But she didn’t really believe that, and she suspected Carter didn’t, either. Jake’s MVP status meant he was in demand—interviews and sports talk shows, not to mention the parties that were no doubt taking place. But sooner or later, she expected he would get back around to her.
She became aware that, somehow, her fingers had tangled with Carter’s. His thumb stroked lightly over her knuckles, creating a swooping pull low inside her. She dared to look up at him again, but his gaze was down, his head bent. He frowned slightly as he seemed to study their joined hands, almost as if he were as surprised as she was. But the sound of the elevator opening and recognizable voices in the hall jolted them back to reality. As Quinn stepped away, smoothing the long-sleeved yoga tee she wore over her leggings, he cleared his throat, reaching for his shirt in an attempt to cover the scars on his chest before Jolene and Olivia entered. Doug had taken to following Jolene around as she worked, and Quinn could hear his padding trot accompanying the conversation.

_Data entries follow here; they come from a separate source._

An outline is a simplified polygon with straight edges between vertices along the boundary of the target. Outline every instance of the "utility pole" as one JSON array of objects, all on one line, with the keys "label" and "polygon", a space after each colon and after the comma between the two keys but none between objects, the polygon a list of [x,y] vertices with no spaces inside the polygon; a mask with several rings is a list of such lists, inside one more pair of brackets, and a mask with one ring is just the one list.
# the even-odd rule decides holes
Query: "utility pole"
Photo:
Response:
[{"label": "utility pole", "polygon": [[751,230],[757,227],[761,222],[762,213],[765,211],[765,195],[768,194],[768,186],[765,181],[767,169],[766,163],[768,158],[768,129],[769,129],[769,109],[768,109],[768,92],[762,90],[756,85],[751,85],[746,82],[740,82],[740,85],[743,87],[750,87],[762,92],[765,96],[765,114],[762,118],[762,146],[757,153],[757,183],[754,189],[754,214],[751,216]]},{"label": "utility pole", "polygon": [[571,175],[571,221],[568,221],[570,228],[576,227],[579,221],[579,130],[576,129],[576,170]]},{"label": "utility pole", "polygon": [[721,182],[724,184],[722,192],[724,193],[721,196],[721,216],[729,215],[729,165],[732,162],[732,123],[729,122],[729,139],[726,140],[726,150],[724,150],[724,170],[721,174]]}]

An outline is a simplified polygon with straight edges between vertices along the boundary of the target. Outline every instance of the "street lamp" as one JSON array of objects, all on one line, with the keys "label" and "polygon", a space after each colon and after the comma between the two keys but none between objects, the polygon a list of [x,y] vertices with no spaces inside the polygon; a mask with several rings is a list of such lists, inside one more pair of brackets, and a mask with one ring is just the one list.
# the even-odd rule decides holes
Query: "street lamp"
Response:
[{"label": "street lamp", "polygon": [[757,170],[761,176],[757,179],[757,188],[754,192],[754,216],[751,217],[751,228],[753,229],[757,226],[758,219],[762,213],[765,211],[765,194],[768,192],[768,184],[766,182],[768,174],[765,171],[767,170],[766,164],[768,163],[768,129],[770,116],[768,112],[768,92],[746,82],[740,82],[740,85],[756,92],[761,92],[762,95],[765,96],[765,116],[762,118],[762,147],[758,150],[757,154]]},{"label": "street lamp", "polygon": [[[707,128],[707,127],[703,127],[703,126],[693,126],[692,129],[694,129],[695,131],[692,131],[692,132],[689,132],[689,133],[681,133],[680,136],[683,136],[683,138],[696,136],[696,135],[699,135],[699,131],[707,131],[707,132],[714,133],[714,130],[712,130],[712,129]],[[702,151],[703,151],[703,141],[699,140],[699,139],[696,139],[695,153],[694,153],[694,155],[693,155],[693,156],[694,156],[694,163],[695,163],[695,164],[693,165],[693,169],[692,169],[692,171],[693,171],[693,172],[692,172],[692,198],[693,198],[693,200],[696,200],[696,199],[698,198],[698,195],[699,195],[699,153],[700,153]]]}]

“I figured we’d find them down here,” Jolene said as they turned the corner.
The women halted in the doorway. Carter pulled the T-shirt down over his chest. But it was obvious by the shock in Olivia’s eyes he had been too late. Jolene recovered more quickly.
“Carter, your mother brought the most beautiful cupcakes from Café Bella.”
Carter had risen from his seat on the massage table. Olivia moved to where he stood. Staring up at him, she cupped his face. Quinn saw him swallow at her touch.
“Hi, Mom,” he murmured.
* * *
“You know the cupcakes were just my excuse to see you.” Olivia stood in the main living area as Carter sat on the sofa. Her discarded raincoat lay across its back.
“You’re welcome here anytime. You know that.”
She paced before sitting beside him, her face tense. “I’m sorry about my reaction downstairs. I saw you in the hospital, but—”
“It’s okay, Mom.”
“It’s not,” she fretted. “The violence—what that woman did—it still takes my breath away.” She placed a hand on his sweatpants-clad knee. “How’re you feeling, darling?”
“I’m doing a little better every day. I’m getting stronger.” Through the French doors, Carter could see Quinn outside on the covered porch. She had added a cozy sweater over her clothing, and she sipped from a mug—green tea, no doubt, since he’d never seen her touch coffee—as she watched the rainfall.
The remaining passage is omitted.